The gram-negative anaerobe Oxalobacter formigenes, grows on oxalate as the principal carbon and energy source, but a small amount of acetate is also required for growth. Experiments were conducted to determine the distribution and the position of label in cellular amino acids from cells grown on [¹³C]oxalate, [¹³C]acetate (1-¹³C, 2-¹³C, and U-¹³C), and ¹³CCO₃. The labeling pattern (determined with NMR spectroscopy) of amino acids was consistent with their formation through common biosynthetic pathways. The majority of the carbons in the amino acids that are usually derived from pyruvate, oxaloacetate, α-ketoglutarate, 3-phosphoglycerate, and carbon in the aromatic amino acids were labeled by oxalate. Carbon from ¹³CO₃ was assimilated primarily into amino acids expected to be derived from oxaloacetate and α-ketoglutarate. Approximately 60% of the acetate that was assimilated into amino acids was incorporated as a C₂ unit into proline, arginine, glutamate, and leucine. The pattern of labeling from acetate in glutamate, arginine, and proline was consistent with acetate incorporation via citrate (si)-synthase and subsequent formation of α-ketoglutarate via the first third of the tricarboxylic acid pathway. Acetate was also assimilated into amino acids derived from pyruvate and oxaloacetate, but results indicated that this incorporation was as single carbon atoms. Based on these findings, cell-free extracts were assayed for several key biosynthetic enzymes. Enzymatic activities found included glutamate dehydrogenase, phosphoenolpyruvate carboxylase, and pyruvate carboxylase. These findings are consistent with proposed biosynthetic mechanisms.
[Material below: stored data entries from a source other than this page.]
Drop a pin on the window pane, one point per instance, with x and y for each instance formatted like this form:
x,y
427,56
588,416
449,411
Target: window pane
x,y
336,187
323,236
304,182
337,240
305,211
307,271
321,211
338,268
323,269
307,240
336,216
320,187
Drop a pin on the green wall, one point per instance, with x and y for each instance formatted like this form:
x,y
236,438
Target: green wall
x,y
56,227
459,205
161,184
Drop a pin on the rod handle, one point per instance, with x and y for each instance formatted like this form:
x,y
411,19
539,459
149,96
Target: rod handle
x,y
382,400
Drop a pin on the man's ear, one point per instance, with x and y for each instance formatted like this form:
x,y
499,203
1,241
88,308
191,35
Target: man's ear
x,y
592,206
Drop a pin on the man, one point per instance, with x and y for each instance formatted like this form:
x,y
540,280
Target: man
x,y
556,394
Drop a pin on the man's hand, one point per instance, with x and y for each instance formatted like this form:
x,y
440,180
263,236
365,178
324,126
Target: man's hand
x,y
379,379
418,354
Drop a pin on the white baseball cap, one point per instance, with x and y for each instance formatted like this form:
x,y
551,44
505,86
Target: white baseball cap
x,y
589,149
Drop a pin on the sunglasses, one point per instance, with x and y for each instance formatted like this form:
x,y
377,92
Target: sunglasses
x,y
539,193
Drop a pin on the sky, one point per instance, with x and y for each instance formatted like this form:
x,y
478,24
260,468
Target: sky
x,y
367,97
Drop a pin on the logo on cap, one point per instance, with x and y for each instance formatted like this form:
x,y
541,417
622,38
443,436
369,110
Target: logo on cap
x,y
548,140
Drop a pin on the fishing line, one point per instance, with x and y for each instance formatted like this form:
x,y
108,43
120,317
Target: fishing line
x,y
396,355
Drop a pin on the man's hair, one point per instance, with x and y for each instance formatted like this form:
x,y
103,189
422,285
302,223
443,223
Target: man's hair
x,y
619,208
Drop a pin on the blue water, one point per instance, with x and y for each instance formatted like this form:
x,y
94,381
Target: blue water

Oxalobacterformigenes is the only well-documented oxalate-degrading bacterium isolated from the gastrointestinal tract of animals. The production of ATP by Oxalobacter formigenes is centered around oxalate metabolism and oxalate is required for growth. A small amount of acetate (0.5 mM) is also required. Oxalate is decarboxylated to formate plus CO₂ in nearly equimolar amounts. Experiments were conducted to determine which potential carbon sources (oxalate, acetate, formate, CO₂) were assimilated by Oxalobacter formigenes and which metabolic pathways were operative in carbon assimilation. Measurements of the specific activities of total cell carbon after growth with different ¹⁴C-labeled precursors indicated that at least 54% of the total cell carbon was derived from oxalate and at least 7% was derived from acetate. Carbonate was also assimilated, but formate was not a significant source of cell carbon. Labeling patterns in amino acids from cells grown in [¹⁴C]oxalate or ¹⁴CO₃ were different; however, in both cases ¹⁴C was widely distributed into most cellular amino acids. Carbon from [¹⁴C]acetate was less widely distributed and detected mainly in those amino acids known to be derived from α-ketoglutarate, oxaloacetate, and pyruvate. Cell-free extracts contained citrate synthase, isocitrate dehydrogenase, and malate dehydrogenase activities. The labeling observed in amino acids derived from acetate is in agreement with the function of these enzymes in biosynthesis and indicates that the majority of acetate carbon entered into amino acid biosynthesis via well-known pathways.